V-22 Passes 2,000 Hour Milestone

First 1,000 took 18 months, second 1,000 took only 5 months

On April 22, during a flight by one of VMX-22's Block A (newest model) MV-22s, the V-22 fleet surpassed the 2,000-flight hour milestone since the program's return to flight in May of 2002.  The mark includes hours flown by the MV-22 Integrated Test Team based at NAS Patuxent River, Maryland, the CV-22 ITT based at Edwards AFB, California, and VMX-22, the Osprey Test and Evaluation squadron based at MCAS New River, North Carolina.

"This is a great milestone," said Kevin Morgan, V-22 Flight Test Director, from his Pax River office.  "This achievement is the direct result of our disciplined approach to test."  Morgan noted that it took 18 months to accumulate the first 1,000 hours but only 5 months to log the second. "We have more airplanes now, but we've also really hit our stride in the last few months," he said.

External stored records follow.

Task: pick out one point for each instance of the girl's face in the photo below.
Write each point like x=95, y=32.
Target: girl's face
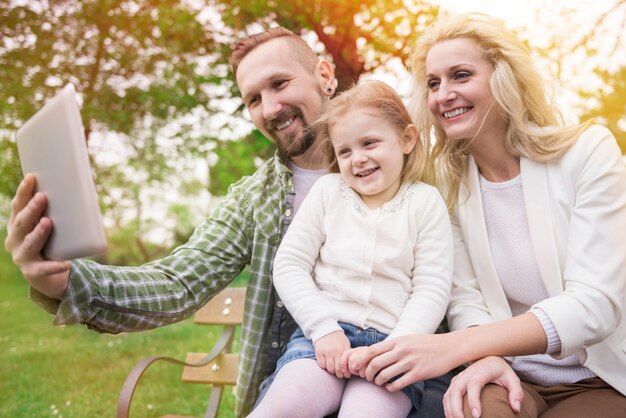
x=459, y=95
x=370, y=153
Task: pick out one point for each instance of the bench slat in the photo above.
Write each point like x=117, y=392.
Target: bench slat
x=222, y=370
x=226, y=308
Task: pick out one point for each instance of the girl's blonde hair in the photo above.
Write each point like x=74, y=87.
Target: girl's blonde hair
x=535, y=124
x=382, y=98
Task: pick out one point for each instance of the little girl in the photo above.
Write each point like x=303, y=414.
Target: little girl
x=367, y=258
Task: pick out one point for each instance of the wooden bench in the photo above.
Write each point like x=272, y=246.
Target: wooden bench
x=218, y=368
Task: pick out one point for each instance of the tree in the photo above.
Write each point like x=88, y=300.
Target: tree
x=136, y=65
x=609, y=106
x=359, y=36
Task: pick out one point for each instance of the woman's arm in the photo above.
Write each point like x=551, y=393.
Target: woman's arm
x=420, y=357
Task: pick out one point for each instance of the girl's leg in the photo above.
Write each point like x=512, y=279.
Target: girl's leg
x=301, y=389
x=366, y=399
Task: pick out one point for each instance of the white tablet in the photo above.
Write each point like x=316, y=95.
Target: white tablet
x=52, y=145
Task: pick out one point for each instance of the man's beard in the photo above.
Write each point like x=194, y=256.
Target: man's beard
x=294, y=144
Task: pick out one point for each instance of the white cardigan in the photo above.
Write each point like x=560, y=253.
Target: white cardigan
x=576, y=210
x=389, y=268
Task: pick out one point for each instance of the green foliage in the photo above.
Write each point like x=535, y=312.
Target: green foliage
x=358, y=35
x=130, y=61
x=609, y=105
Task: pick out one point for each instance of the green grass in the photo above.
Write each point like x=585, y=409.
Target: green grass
x=48, y=371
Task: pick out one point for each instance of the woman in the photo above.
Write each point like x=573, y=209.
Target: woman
x=539, y=214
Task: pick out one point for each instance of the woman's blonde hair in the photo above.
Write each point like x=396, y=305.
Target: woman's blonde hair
x=535, y=125
x=388, y=104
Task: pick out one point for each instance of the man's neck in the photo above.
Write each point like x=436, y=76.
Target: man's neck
x=312, y=159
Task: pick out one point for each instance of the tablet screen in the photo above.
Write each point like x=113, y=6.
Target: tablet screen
x=52, y=145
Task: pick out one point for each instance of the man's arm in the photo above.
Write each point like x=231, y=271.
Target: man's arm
x=116, y=299
x=27, y=233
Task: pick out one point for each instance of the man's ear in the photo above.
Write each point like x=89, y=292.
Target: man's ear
x=409, y=136
x=326, y=77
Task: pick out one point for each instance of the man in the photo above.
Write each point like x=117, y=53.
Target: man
x=284, y=86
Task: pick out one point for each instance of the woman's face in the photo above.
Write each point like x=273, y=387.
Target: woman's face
x=459, y=95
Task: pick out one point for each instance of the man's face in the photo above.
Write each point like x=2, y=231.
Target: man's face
x=283, y=98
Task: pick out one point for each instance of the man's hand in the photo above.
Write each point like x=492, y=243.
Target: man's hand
x=472, y=380
x=328, y=351
x=27, y=233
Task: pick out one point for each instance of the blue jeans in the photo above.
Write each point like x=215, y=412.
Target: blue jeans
x=426, y=396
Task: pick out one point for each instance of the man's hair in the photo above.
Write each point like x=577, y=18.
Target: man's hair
x=388, y=106
x=302, y=52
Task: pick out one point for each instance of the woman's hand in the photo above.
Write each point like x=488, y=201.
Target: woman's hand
x=471, y=382
x=410, y=358
x=328, y=351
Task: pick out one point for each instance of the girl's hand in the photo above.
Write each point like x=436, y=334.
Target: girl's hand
x=471, y=381
x=328, y=352
x=411, y=358
x=355, y=360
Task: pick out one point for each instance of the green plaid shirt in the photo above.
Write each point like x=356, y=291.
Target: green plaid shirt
x=245, y=229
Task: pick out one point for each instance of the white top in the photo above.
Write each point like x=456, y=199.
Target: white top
x=576, y=210
x=515, y=263
x=303, y=180
x=388, y=268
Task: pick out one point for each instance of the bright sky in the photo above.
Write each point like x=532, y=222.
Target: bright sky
x=535, y=20
x=538, y=21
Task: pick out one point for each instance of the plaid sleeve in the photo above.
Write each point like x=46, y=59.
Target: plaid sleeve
x=116, y=299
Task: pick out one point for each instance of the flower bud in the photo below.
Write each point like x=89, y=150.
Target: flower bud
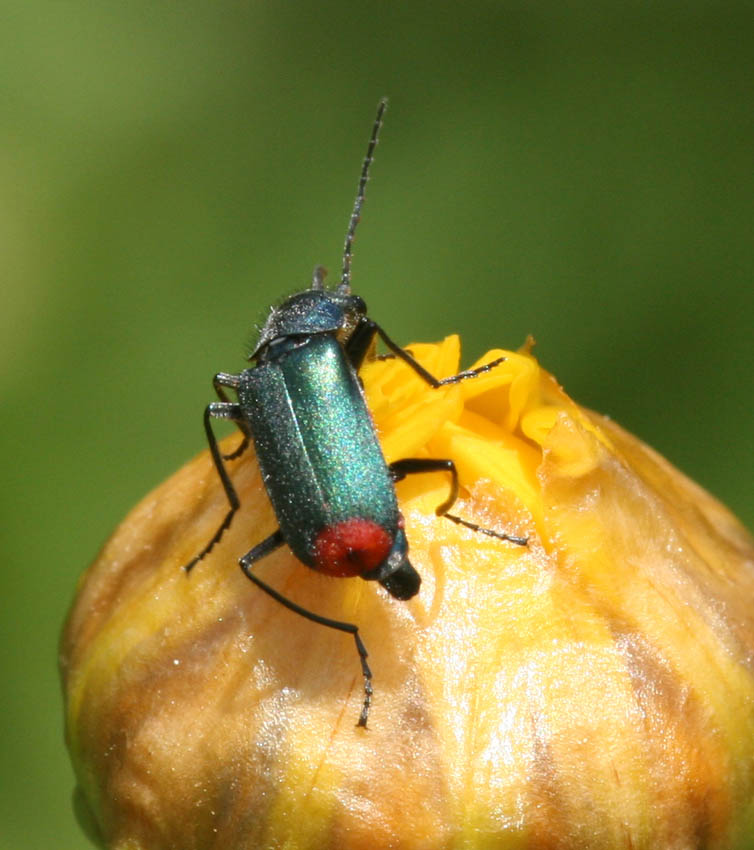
x=593, y=689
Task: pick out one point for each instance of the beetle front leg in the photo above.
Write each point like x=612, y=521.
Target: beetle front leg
x=263, y=549
x=225, y=379
x=410, y=465
x=219, y=410
x=368, y=328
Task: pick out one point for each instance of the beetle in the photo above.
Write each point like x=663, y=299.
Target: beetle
x=303, y=406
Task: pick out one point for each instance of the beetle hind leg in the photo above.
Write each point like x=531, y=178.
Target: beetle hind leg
x=411, y=465
x=263, y=549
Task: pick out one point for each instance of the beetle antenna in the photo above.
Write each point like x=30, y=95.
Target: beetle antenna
x=318, y=277
x=344, y=287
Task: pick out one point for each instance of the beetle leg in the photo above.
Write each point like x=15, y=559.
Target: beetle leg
x=410, y=465
x=225, y=379
x=269, y=545
x=220, y=410
x=371, y=328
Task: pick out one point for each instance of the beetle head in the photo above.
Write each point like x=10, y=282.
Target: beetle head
x=309, y=312
x=396, y=574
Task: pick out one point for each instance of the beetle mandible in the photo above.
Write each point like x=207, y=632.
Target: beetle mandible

While VMX-22 remains involved in preparations for the Osprey's operational evaluation early next year, the ITT continues to realize success in developmental test.  Osprey No. 24 returned on April 29 from a productive six-month icing detachment in Halifax, Nova Scotia while Osprey No. 10 has nearly finished its high-wind testing in Lubbock, Texas.  Future ITT efforts in support of VMX-22's OPEVAL include Phase IV of shipboard suitability, formation flight, austere landings, air-to-air refueling using the new retractable probe, and mission software validation.

"The two thousand hour milestone not only demonstrates incredible teamwork by the ITT and VMX-22," said Col. Craig Olson, USAF, V-22 Joint Program Manager, "it also provides an opportunity to reflect on what those flight hours have accomplished toward changing perceptions toward the revolutionary capabilities of the V-22."